Son yıllarımız sayısız sohbetler, paylaşımlar birlikte hayal kurmalarla geçmişti. Poseidon Felsefe Feneri’nin destekçisi ve hocalarındandı. Ortak faaliyetlerimiz arasında seminerler düzenlediğimiz, Özgür Üniversite, Odtümist, İktisat Mezunları Cemiyeti, İstanbul Tabip Odası etkinlikleri ilk aklıma gelenler.
Dışa dönük bu etkinlikler buzdağının görünen kısmıydı. Bu etkinliklerde ortaya koyduğumuz düşüncelerimizi ‘pişirdiğimiz’ ortak fikir bir mutfağımız da vardı. Ve işin asıl keyifli ve benim için geliştirici kısmı burasıydı. Düşüncelerimiz, tezlerimiz, yaklaşımlarımız arasındaki ciddi ayrılıklara rağmen ilerletici bir tartışma dinamiğini hep koruduk. Mutfak ortak ama yemekler farklıydı. Yoksa bu bitmeyen geliştirici tartışma süreci devam edebilir miydi?
Genellikle haftalık (yaz aylarında ayda bire düşen) görüşmelerde tarih, edebiyat, felsefe, siyaset ekseninde yüzlerce konuda ‘quodlibet’ tartışmalar yaptık. Bunlar bir ‘hümanist’ ile bir ‘aydınlanmacı’nın kılı kırk yaran sohbetleriydi. Ancak ‘sohbet’ kelimesi sizi yanıltmasın, tarafların hatır ya da tolerans adına tezlerini sulandırmadığı, ‘kısa kırmadığı’ gerçek tartışmalardı.

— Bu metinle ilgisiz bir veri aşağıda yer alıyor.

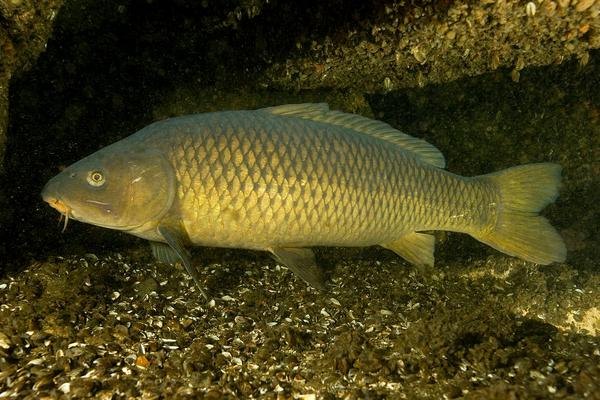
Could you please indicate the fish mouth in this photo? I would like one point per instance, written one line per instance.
(62, 208)
(58, 205)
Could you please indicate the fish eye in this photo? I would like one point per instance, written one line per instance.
(96, 178)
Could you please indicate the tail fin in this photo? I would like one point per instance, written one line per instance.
(520, 231)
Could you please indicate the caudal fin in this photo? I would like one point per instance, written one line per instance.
(520, 231)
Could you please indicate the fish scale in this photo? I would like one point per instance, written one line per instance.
(351, 190)
(286, 178)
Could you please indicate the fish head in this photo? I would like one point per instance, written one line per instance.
(114, 188)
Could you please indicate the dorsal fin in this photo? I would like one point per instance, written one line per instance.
(320, 112)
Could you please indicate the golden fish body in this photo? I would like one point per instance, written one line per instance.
(285, 178)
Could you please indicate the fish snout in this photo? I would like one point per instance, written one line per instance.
(49, 195)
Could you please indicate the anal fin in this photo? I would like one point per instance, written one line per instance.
(416, 248)
(302, 262)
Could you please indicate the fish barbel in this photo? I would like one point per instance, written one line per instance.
(286, 178)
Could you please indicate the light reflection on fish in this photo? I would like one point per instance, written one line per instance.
(285, 178)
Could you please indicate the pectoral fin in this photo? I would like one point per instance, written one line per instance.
(302, 263)
(163, 253)
(174, 239)
(416, 248)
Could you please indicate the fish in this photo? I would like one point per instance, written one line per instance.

Bu sohbetlerin ötesinde ‘entelektüel’ üzerine ortak bir çalışma da hazırladık. Bu çalışma ‘Ortaçağ’dan Günümüze Entelektüel’in Serüveni’ başlıklı bir seminer dizisine evrildi. Hazırlığı gibi sunuşu da Özgür Üniversite’de birlikte gerçekleştirdik. Hiç bitmeyen konumuz içinde yaşadığımız coğrafyanın (Bizans’ı da işin içine katsanız bile) değişmeyen entelektüel fakirliği idi. Üstelik kendimizi de ayrı tutmuyorduk bu çoraklıktan, biz farkında olanlardık.
Yapamadıklarımızı saymaya ise sayfalar yetmez. Yarım kalan ‘Der Rerum Natura’ okuması ve “commedia dell'arte ile orta oyunu üzere karşılaştırmalı çalışma” şu an hatırıma gelenler.
Paranın değil felsefenin yolunu seçen bir Yahudi entelektüel, (yine de ortak hesabı öder ama bahşiş bırakmazdı, o detay bana kalırdı) safkan bir hümanist, bir hayvan dostu, bir merak küpü ve çalışkan bir düşünür yıldızlara karıştı. Metin Sarfati iyi ki yaşadı.